First and foremost, the system needs to be patient-centric and a centralized one at that, wherein all registered* healthcare providers can access a patient’s information and medical history. Any/all updates to the patient’s file should be verified and validated prior to amendments.

Quality indicators for the software used should be effectively four main areas:

  • Safety

Prevention is so much better than cure. Thus, vaccinations, immunizations, early detection of illness, or change in lifestyle should be proposed to the patient to avoid the need for clerical services.
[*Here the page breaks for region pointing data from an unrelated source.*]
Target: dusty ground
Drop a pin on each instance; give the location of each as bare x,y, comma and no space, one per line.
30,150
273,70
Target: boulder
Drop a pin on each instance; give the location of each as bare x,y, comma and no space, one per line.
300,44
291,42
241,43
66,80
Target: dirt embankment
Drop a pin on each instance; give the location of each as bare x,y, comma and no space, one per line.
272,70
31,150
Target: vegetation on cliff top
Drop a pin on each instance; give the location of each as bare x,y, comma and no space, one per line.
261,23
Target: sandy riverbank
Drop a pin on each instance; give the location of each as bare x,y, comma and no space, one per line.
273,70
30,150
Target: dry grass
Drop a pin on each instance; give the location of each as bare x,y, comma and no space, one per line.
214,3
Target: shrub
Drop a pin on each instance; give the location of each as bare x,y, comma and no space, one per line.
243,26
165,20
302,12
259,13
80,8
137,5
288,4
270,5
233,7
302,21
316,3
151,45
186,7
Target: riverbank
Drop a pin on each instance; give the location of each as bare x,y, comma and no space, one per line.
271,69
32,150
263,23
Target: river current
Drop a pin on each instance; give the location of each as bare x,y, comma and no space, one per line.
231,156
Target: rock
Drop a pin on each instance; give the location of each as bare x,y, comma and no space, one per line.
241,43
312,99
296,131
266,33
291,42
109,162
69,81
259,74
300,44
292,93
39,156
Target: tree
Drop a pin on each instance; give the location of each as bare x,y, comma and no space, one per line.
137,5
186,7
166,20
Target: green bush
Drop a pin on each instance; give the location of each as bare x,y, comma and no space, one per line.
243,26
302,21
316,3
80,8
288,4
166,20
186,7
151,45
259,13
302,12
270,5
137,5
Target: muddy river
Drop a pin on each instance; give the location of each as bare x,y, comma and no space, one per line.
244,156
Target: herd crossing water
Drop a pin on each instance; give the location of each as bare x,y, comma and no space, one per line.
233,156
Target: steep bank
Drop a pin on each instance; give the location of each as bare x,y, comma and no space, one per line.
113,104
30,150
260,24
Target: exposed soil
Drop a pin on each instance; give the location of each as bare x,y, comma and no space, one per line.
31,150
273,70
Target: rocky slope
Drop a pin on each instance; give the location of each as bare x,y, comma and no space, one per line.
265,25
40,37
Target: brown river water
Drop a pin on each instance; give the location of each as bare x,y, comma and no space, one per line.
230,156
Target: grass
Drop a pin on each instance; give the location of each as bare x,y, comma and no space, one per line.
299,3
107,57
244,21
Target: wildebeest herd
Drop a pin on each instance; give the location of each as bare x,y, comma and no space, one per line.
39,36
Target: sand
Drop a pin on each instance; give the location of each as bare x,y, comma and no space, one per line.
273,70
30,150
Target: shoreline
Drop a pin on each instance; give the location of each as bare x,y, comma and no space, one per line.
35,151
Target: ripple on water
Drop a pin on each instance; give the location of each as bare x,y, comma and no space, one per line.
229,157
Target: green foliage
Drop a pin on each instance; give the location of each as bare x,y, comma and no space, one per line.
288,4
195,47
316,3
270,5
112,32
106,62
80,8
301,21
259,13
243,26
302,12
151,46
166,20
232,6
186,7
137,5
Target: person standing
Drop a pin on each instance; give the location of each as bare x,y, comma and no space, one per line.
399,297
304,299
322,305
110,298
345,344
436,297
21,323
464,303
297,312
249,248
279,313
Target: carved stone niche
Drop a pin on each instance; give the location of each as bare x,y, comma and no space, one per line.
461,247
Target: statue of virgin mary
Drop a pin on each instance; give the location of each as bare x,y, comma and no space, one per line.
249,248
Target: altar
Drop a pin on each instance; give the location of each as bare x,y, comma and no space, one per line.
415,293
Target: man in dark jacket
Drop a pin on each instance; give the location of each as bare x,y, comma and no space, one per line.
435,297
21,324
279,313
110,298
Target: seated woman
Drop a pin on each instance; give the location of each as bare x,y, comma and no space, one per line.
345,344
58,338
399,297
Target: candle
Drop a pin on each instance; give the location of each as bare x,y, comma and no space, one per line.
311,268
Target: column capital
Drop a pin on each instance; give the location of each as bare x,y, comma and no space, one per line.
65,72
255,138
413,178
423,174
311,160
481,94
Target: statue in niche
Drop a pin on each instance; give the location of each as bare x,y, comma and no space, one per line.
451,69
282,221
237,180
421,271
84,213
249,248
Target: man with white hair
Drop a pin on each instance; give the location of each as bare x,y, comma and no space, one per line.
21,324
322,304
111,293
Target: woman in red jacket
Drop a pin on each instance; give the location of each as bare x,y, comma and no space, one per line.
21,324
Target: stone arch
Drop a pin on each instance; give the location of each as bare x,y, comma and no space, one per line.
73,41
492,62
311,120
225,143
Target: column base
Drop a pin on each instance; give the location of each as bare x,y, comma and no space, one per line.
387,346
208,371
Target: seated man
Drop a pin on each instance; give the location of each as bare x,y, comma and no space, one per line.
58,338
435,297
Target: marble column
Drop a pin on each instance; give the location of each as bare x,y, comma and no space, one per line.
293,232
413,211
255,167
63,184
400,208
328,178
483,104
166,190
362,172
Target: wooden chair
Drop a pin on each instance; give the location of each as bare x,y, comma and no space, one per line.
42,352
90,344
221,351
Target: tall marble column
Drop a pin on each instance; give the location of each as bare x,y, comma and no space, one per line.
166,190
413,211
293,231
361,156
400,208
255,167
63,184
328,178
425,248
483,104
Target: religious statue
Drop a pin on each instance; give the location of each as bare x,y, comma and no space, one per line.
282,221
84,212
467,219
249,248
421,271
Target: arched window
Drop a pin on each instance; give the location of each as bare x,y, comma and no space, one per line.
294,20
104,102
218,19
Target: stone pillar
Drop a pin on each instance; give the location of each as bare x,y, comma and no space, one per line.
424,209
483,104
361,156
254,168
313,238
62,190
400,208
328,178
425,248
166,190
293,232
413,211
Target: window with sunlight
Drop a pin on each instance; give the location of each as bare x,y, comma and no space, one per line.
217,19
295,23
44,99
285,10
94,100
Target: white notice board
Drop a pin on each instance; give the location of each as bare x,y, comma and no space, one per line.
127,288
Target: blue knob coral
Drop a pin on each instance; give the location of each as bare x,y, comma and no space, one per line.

Also, the chances for iatrogenic situations should be minimized.

With the patient’s medical history available, the physician is aware of the allergies and patient behavior as well, thus making prescriptions safer.

  • Effectiveness of care

Patients should be provided with the utmost care and with all real-time information and medical history available at the physician’s dashboard, consultancy, diagnosis and treatment methods can be rendered more effective.
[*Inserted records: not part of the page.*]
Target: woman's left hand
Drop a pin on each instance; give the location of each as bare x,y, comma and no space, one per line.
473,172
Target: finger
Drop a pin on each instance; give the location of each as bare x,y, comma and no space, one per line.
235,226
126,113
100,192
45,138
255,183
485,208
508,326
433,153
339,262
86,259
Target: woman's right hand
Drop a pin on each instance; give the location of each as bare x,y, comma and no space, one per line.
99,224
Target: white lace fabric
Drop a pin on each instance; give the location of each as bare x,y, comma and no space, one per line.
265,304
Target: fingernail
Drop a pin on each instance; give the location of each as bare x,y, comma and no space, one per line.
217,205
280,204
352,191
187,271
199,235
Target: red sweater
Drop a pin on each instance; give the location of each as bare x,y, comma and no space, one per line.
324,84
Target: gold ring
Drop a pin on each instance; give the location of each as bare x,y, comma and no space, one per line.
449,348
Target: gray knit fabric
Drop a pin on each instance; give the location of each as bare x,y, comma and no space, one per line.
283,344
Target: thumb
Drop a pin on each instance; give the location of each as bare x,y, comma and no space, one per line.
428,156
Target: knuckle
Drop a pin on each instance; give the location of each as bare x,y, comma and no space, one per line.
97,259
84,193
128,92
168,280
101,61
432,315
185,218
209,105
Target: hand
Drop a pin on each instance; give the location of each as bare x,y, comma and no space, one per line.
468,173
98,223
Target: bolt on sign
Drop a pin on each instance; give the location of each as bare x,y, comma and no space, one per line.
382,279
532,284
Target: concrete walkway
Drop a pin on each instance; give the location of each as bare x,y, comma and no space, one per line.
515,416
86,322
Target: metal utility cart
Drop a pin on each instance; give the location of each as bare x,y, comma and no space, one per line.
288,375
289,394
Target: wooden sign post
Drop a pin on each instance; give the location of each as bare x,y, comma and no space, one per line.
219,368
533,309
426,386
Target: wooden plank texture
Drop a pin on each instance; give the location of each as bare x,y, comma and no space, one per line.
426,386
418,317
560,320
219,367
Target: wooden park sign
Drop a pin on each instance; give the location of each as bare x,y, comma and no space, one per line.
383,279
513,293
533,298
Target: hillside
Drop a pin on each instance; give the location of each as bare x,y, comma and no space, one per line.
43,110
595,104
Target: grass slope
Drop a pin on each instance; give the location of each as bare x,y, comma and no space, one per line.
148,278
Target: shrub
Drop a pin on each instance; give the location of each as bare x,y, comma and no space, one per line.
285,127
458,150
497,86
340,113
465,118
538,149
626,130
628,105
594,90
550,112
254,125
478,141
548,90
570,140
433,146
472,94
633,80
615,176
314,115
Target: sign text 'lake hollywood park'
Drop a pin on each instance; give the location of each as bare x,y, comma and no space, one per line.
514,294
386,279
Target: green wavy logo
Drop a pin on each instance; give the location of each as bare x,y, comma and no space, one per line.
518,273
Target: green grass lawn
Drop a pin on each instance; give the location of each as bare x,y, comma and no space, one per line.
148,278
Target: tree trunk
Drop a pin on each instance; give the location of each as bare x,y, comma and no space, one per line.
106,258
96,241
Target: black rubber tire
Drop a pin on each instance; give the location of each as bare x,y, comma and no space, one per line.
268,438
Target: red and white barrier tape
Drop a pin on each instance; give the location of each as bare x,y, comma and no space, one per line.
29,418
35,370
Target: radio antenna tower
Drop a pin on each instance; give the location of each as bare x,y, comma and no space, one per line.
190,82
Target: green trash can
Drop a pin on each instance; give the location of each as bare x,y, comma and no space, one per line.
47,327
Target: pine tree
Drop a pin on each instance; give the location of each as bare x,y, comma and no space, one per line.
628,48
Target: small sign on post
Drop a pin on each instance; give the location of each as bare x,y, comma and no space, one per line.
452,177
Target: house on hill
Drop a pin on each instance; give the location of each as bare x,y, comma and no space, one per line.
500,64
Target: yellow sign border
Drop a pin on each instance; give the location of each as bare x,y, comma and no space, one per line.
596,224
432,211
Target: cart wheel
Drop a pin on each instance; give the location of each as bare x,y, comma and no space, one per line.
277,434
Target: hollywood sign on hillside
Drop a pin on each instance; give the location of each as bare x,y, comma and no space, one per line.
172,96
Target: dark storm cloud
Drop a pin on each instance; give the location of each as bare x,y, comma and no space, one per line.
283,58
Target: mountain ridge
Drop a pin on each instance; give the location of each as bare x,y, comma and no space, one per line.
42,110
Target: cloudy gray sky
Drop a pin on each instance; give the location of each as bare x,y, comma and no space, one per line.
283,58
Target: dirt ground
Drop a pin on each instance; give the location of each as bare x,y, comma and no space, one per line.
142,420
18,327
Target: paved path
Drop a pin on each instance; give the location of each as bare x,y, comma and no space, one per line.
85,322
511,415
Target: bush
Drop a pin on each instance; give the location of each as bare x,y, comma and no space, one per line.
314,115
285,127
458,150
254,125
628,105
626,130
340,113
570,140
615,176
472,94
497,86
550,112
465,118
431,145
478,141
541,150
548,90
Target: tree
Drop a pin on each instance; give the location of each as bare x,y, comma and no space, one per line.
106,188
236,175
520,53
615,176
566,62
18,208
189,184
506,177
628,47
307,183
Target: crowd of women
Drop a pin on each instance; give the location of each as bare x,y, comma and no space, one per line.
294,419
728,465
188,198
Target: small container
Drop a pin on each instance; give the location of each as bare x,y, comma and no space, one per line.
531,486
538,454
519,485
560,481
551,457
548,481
Patients can avail medical help easily, approaching the nearest healthcare facility because their information is centralized and any* physician will be able to look at the medical history, conditions and provide treatment accordingly.
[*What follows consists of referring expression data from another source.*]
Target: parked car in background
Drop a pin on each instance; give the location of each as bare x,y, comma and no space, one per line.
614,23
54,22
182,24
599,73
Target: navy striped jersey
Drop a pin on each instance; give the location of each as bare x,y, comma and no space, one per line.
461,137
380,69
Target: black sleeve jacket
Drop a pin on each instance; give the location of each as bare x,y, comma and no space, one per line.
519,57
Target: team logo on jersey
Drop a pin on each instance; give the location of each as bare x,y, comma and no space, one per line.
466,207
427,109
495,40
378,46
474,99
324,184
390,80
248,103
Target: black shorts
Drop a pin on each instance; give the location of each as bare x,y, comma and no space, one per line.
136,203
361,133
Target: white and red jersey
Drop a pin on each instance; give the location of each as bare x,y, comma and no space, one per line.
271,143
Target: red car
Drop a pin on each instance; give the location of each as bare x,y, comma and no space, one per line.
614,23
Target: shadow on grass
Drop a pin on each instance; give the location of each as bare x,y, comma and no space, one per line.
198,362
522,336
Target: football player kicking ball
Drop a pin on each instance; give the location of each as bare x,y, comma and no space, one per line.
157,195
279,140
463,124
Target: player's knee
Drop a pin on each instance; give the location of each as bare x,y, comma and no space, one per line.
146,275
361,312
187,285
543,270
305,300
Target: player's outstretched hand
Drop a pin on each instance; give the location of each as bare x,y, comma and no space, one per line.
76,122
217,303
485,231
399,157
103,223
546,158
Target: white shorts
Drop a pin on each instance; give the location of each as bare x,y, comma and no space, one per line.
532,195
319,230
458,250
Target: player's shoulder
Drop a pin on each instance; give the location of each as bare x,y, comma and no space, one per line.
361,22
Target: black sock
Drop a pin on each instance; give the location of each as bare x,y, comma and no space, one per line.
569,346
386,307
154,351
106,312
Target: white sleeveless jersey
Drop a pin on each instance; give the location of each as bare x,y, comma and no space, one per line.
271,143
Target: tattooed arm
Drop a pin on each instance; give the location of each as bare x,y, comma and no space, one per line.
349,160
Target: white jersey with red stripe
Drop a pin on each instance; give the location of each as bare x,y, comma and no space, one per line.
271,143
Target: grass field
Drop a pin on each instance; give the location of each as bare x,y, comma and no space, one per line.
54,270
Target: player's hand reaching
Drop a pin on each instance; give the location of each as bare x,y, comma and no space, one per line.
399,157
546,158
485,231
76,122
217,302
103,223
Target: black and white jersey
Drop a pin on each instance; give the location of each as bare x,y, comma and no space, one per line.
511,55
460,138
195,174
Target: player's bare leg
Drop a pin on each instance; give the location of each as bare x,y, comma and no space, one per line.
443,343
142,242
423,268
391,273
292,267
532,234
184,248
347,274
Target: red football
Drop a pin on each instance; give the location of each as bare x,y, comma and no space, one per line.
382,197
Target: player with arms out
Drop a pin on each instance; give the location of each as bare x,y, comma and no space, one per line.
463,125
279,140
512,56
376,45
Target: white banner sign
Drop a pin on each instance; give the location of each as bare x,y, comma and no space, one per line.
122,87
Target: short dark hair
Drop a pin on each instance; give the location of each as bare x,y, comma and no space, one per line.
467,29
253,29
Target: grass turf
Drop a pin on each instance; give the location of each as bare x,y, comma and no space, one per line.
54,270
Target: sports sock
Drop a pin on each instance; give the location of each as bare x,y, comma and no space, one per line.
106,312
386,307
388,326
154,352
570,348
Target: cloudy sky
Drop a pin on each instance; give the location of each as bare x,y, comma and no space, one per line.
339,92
  •  Timeliness of Service Delivery

The patient is anything but. The impatient visitor to the healthcare facility requires immediate service, with a waiting time of nanoseconds. Every patient that enters has an emergency situation, and thus it’s important for the system to portray and plan for a typical day of patients, an epidemic or emergency situation and also for a rainy day.

The Ministry of Health should definitely move to digitizing the healthcare industry and a big move like this needs to be perfectly executed keeping in mind the healthy reputation of the self-sustained nation. Such a system would considerably improve the patients’ confidence in the system and satisfied patients are more likely to continue using health services, comply with medical treatment and maintain the relationship with the healthcare providers,

*It is obviously very important that the healthcare facility is a legit and registered one, running the system post-training, and also that the physicians are trained professionals.